It has been 60 years since the end of World War II in Europe. Yet, the world still bears the scars of that war.

History Professor Joseph McCartin of Georgetown University in Washington, D.C, says, "It's unlikely that the world will ever see a war again like World War II - a six-year war that involved most of the world."

Ronald Spector, Professor of History at George Washington University in Washington, D.C. adds, "It was the largest war in terms of number of people engaged and in terms of the amount of wealth that went into it."

He notes that World War II was unprecedented. Over 50 million people, most of them civilians, were killed.
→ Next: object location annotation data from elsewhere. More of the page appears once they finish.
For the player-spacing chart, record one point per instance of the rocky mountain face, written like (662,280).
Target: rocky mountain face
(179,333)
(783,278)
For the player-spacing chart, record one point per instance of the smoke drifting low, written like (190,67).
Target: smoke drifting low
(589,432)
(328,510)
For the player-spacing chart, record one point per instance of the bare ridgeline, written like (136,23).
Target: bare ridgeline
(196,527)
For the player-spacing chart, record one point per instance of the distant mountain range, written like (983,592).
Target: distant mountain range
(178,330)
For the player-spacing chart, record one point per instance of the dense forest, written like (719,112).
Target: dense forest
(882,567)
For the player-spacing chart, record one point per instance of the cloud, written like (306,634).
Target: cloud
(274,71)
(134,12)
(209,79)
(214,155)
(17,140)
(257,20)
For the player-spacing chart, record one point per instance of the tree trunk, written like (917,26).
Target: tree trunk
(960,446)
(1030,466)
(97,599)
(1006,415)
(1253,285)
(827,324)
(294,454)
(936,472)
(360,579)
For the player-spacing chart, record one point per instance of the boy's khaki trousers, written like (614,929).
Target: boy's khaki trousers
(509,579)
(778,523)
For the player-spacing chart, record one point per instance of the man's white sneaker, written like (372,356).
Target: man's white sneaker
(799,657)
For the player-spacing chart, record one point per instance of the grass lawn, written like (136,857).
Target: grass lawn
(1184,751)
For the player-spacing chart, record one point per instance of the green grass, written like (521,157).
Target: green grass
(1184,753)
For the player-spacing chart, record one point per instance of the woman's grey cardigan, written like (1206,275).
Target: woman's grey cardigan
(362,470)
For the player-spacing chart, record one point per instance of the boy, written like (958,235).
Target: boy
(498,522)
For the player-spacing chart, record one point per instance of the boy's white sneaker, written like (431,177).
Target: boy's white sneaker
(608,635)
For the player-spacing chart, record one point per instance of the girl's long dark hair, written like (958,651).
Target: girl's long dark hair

Professor Spector suggests that one major cause of the cataclysm was worldwide economic hardship. "The great depression at the beginning of the 1930s provided an opportunity for extremist parties to come to power," adds the professor.

And the extremists didn't hesitate to attack other countries. Adolph Hilter's Fascist movement in Germany and the Japanese Imperialists conquered huge amounts of territory. This aggression finally brought the United States into the war when Japan attacked the U.S. at Pearl Harbor in 1941.

The war was fought with advanced weapons of ever-greater destructive power. The Allied forces employed massive bombing, including incendiary 'fire bombs', that killed large numbers of civilians. But it wasn't just the means of killing in World War II that were historic, it was also the intent, as seen when the Germans systematically killed six million European Jews in what became known as the Holocaust.

"In terms of world genocides the Holocaust, most historians would say, still ranks as the worst and most momentous event of human slaughter of innocence," says Professor McCartin.

At the end of the war, the U.S. dropped the first atomic bombs on two Japanese cities, an act that is thought to have shortened the war and saved the lives of U.S. soldiers. It was an event of such frightening proportions that it is thought to have prevented future wars.

"That bomb represented mass destruction that could take place in the future on a level that staggered the human imagination and to some extent may have led to a half century of peace, at least between superpowers," believes Professor McCartin.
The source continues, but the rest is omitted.